Mathilde Hergott : "Il est considéré comme l'un des plus grands meneurs de NBA"

TP, victime de la distance ?

Et
si finalement Tony Parker était parvenu, avec le temps, à être plus populaire, ou en tout cas mieux reconnu dans son pays d'adoption que dans sa nation
d'origine ?

C'est en fait une phrase prononcée en juin dernier, pendant l'Euro féminin de
basket, par l'ex-sélectionneur Pierre Vincent - par ailleurs entraîneur de
Villeurbanne en Pro A, club dont Parker est vice-président - qui nous a mis la puce à
l'oreille... A ce moment-là "TP" bataillait en finale, et Vincent disait : "Je crois qu'on ne réalise pas bien en France les performances qu'il
réalise, qui sont extraordinaires, mais on ne s'en rend pas compte parce que
c'est loin et tard la nuit pour nous Français"
.

Comme si finalement Parker payait un peu le fait de jouer loin, et la nuit compte tenu du décalage horaire, dans un
championnat qui compte 82 matchs en saison régulière, et pour un sport qui
passionne habituellement peu au-delà d'un cercle d'amateurs.

La victoire en
championnat d'Europe lui a fait franchir un nouveau palier de popularité, la
preuve avec cette récompense collective de "Sportif de l'année Radio France". Mais cela fait longtemps que le meneur français au patronyme si américain hérité
de son père, né à Bruges il y a 31 ans, a été adopté et considéré à sa juste
valeur outre-Atlantique.

Dans l'histoire du jeu

Mike Monroe

Mike Monroe © Radio France Matteu Maestracci

Mike Monroe est journaliste au quotidien local San
Antonio Express News
, et il suit les Spurs depuis 2004. Pour lui, Tony Parker "est dans
la conversation quant au titre honorifique de meilleur joueur européen de
l'histoire"
en NBA, même si d'autres avant lui comme Toni Kukoc, Drazen
Petrovic mais surtout l'Allemand Dirk Nowitzki, MVP (meilleur joueur de la
saison) en 2007 peuvent y prétendre.

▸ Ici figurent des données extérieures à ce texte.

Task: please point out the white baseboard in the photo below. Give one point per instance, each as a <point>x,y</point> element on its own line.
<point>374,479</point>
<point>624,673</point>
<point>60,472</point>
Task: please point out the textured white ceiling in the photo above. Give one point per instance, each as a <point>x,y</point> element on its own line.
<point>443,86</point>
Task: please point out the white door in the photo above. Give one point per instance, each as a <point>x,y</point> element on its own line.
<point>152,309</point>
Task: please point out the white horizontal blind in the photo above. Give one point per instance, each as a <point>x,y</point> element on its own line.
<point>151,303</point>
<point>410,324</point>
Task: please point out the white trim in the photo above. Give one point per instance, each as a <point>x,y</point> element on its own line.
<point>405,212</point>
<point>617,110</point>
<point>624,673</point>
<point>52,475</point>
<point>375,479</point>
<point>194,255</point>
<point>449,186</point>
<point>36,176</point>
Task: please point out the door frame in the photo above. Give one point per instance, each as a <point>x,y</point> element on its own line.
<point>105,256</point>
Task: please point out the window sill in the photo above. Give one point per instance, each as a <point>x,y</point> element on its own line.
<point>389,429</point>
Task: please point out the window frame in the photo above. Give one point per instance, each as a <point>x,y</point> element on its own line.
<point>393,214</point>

En tout cas, pour Mike Monroe, Parker est
"très largement reconnu comme un grand joueur par les entraîneurs, joueurs,
supporters et observateurs"
. Et au moment des playoffs (phases finales),  c'est "le meilleur, le joueur décisif de l'équipe".

Quant à Tony Parker lui-même, il n'a jamais spécialement
envie d'évoquer cette question de "popularité" ou de reconnaissance avec la
presse ; il répète régulièrement qu'il est un compétiteur et veut gagner des
titres, et sait au fond de lui-même la façon dont il est considéré aux Etats-Unis, appréciant dans le même temps le soutien du public français.

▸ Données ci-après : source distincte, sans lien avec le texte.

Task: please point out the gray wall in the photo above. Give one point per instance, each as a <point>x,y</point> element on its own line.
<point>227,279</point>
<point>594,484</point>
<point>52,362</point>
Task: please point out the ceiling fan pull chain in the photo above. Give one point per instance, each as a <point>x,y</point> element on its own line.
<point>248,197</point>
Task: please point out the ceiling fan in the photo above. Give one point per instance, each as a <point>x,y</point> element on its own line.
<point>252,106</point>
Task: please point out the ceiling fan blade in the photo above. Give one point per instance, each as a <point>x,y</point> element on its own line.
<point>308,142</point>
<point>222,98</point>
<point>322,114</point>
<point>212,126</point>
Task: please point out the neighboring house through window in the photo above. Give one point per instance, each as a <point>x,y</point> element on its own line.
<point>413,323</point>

Tony Parker : "Moi je joue pour gagner des titres"  (00:02:28)
 

Tony Parker : "Moi je joue pour gagner des titres"

Les
anciennes superstars de la NBA Magic Johnson et Charles Barkley, membres de la fameuse "Dream
Team" des JO de Barcelone en 1992, avaient notamment estimé en fin de saison dernière
que TP devait être élu "meilleur joueur de la saison".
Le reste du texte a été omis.